When it comes to finding a good hospital the task can be daunting as explained in one chapter. There are websites that give us a glimpse of extreme quality outliers, but typical sites are incomplete or highly limited in scope. The author does give us several search strategies to learn more about local hospitals, but do not get your hopes up for definitive data. The expectation is that one day we will be able to learn enough about hospitals we are considering that we can choose a high-quality institution. In the mean time, use the limited tools available, many of which are provided in this book. In fact, a strong point of the entire book is that it helps us find information on the web.
The next to last chapter "celebrates" the champions of patient safety and quality care. Several of these folks have experienced harm to a loved one and have set out to improve the broken system that harmed their loved one. Their stories are compelling. Others are professionals who recognize the problem. Here is a sobering quote: "Everyone thinks that the problem of mediocre and poor healthcare may happen to somebody else, but not to them. Their own care, many people think is pretty good. [Beth] McGlynn's work proves scientifically that we're all at high risk of poor care."
The final chapter outlines how to find a good malpractice lawyer. You need to read Mr. Malone's data if you think juries often sock innocent doctors with large awards. This is just not so. Of course, your goal must be to apply the book's nine steps so that you never need a lawyer. You may suppose that you do not need this book right now-perhaps so, but why not get a copy for a friend or family member who is struggling to manage a serious illness within our dangerous healthcare non-system.

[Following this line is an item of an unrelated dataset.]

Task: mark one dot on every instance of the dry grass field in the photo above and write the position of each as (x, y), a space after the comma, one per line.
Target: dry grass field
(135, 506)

Learn How To Get The Best Medical Care August 23, 2009 Donna Oliver (Tornado Alley) 2 out of 2 found this review helpful
As a Nurse, I found this guide an indispensible reference to use as a patient.
In todays world, it is imperative to have a bedside advocate. The next best thing a patient can have is this book. It is loaded with avenues to obtain the best medical care, and how to know when to ask questions. This should be on everyones bookshelve!